In Europe, the Stoxx Europe 600 rose 1.3 percent, led by gains in autos and resources stocks. Asian markets finished sharply higher and the Chinese yuan gained against the dollar.
Oil prices also climbed sharply, with Brent crude, the global price benchmark, jumping 3.7 percent to $61.62 a barrel after Russia and Saudi Arabia agreed to extend efforts by the Organization of the Petroleum Exporting Countries to curb production and Canada's oil-rich province of Alberta also ordered a limit on output.
On the trade front, President Donald Trump and Chinese President Xi Jinping approved a deal on Saturday at the Group of 20 meeting in Argentina.
It offers Beijing a reprieve from a planned increase in tariffs, scheduled for Jan. 1, on $200 billion in Chinese goods exports to the US Tariffs were scheduled to rise to 25 percent from 10 percent.
In an early-morning tweet on Monday, Trump said China had agreed to cut tariffs on American cars from currently 40 percent.
The trade detente comes as stock markets have stabilized in recent days after a bruising autumn but remain well below the highs they hit earlier in the year.
Trade frictions, falling oil prices and worries about slowing global growth all curbed risk appetite among investors.
"After a few rough months, we were due for a relief rally and the trade news is helping fuel it," said Geoffrey Yu, head of the London investment office at UBS Wealth Management. "Trade has been a major headwind for markets and that has now been alleviated to some extent."
Ahead of the Trump-Xi meeting, some forecasters didn't think the tariff increase could be avoided, making the outcome a positive one for financial markets.
The suspension of tariff increases relies on progress in talks that both sides aim to complete in the next 90 days covering broader issues, including intellectual property protection.
"Trade is a big deciding factor for markets because it affects profit growth, so the US-China willingness to continue talks is certainly positive," said Sam Stovall, chief investment strategist at CFRA.
The WSJ Dollar Index, which tracks the dollar against a basket of 16 currencies, was down 0.2 percent. The 10-year US Treasury yield rose to 3.037 percent, from 3.013 percent.
Yields move inversely to prices.
This year's trade tensions have been felt most in the trade-focused economies in Asia and other emerging markets, putting pressure on equities and currencies in those regions.
On Monday, the Chinese yuan rose 1.1 percent to about 6.8818 per US dollar while the Australian dollar firmed 0.9 percent to $0.738 against the US dollar, its highest point since August.
Japan's Nikkei Stock Average rose 1 percent, China's Shanghai Composite gained 2.6 percent and South Korea's Kospi stock indexes gained 1.7 percent.
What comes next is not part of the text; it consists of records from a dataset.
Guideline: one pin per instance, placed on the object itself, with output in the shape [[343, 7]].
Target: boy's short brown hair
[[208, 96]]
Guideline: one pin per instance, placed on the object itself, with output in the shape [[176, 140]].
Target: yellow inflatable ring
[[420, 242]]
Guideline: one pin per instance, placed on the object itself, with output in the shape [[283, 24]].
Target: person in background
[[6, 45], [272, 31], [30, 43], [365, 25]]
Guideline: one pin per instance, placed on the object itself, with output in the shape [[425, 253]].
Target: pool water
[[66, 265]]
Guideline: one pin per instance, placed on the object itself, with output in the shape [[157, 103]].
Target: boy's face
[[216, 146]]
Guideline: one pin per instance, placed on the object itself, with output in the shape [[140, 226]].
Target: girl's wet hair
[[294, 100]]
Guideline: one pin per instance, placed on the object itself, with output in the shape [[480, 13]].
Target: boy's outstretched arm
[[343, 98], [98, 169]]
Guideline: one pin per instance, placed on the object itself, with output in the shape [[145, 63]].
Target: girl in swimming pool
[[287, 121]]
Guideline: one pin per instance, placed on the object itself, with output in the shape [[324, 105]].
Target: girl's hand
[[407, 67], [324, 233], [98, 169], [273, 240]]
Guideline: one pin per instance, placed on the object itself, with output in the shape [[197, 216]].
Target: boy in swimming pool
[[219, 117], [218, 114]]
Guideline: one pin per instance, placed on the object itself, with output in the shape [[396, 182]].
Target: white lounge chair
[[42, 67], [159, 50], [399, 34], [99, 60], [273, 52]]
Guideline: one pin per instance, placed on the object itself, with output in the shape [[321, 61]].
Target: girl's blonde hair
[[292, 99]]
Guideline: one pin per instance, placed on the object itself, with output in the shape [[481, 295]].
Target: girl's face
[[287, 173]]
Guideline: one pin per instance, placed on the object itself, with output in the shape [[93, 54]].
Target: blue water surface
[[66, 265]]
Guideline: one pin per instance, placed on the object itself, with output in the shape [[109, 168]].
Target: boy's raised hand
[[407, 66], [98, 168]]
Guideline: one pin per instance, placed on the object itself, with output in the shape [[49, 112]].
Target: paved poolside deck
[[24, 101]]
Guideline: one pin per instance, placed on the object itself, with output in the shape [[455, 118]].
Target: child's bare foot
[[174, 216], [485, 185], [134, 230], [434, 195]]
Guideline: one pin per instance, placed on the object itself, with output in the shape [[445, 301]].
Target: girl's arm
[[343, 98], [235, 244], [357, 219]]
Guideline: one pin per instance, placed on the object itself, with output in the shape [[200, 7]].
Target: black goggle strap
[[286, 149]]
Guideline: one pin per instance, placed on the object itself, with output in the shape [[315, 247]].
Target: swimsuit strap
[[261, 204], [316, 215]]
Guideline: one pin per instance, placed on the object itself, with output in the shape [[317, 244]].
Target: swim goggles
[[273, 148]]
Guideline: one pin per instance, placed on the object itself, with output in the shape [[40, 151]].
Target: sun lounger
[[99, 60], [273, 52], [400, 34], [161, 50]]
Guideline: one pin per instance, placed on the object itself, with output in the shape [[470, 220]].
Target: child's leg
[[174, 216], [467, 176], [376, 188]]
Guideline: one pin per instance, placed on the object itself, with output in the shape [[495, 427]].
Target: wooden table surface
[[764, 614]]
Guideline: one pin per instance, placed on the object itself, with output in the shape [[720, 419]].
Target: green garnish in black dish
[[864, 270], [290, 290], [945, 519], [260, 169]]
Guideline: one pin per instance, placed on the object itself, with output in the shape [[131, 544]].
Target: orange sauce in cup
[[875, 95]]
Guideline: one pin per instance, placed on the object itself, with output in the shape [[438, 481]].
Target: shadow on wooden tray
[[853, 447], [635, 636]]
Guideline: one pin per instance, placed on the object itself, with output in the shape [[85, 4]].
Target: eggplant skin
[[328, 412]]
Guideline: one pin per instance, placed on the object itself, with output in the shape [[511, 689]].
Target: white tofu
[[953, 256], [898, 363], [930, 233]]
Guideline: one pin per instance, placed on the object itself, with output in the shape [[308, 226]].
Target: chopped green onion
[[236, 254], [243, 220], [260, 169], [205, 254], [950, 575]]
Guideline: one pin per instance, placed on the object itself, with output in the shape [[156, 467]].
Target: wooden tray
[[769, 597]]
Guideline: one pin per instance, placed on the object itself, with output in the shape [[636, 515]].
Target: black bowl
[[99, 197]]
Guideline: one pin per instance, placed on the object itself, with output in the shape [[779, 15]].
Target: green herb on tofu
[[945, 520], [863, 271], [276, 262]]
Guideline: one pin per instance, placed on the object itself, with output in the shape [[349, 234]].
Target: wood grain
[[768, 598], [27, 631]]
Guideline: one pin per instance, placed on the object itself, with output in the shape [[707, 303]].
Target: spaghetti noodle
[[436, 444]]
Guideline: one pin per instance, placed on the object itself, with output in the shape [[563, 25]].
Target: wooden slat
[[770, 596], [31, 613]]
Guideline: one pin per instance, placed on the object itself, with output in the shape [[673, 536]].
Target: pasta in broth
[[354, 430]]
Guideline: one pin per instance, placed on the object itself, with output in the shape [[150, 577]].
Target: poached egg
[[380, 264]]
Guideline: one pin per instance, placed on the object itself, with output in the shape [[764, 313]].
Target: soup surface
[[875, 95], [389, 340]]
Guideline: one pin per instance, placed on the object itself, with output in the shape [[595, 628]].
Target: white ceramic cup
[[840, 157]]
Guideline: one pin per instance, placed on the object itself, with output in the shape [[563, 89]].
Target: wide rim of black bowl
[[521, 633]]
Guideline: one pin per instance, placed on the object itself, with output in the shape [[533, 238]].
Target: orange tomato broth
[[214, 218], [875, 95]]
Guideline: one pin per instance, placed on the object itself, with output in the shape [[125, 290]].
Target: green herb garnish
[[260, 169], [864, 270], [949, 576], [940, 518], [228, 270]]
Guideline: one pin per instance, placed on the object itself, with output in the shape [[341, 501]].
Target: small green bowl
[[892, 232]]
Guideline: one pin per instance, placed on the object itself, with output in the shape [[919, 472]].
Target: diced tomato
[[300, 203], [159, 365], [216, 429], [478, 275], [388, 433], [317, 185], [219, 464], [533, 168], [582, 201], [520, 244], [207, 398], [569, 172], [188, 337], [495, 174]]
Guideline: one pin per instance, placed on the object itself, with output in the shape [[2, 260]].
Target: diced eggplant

Strategists at Morgan Stanley raised their forecasts for gains next year in the MSCI China and Hang Seng indexes, suggesting their clients take an overweight allocation relative to other emerging-market stocks.
But others said while the potential for a three-month time out is welcome news for investors, the short-term truce means broader differences between the two countries haven't been resolved.
"The result is better than the market expected, but the huge divide remaining continues to suggest a bumpy ride ahead," said Citigroup China economist Li-Gang Liu, pointing to differences in the Chinese and US accounts of the deal.
In their own statements, Chinese officials made no mention of the three-month deadline.
Investor sentiment last week was also supported by comments from Federal Reserve Chairman Jerome Powell that led many to believe that the US central bank will raise rates more gradually than previously expected.
Though analysts still see the Fed raising rates this month and boosting them further next year, a slower pace of increases would offer a potential respite for risk assets, pressured by tightening monetary policy.
"Whatever the Fed does, the US economy is still going strong and there's no recession on the horizon," Stovall said.
Oil prices rose sharply amid signs that a meeting later this week between OPEC and its Russia-led allies will lead to output curbs after oil prices have fallen by about a third since early October due to oversupply.
Late Saturday, Russian President Vladimir Putin said after a meeting with Saudi Crown Prince Mohammed bin Salman that "we have an agreement to extend our deal."
Russia has yet to decide on how much production it would cut, Putin said, underscoring the remaining challenges ahead.
Separately Qatar said it plans to leave the OPEC, a surprise decision for a member that has long played a key role inside the cartel but produces about 600,000 barrels a day.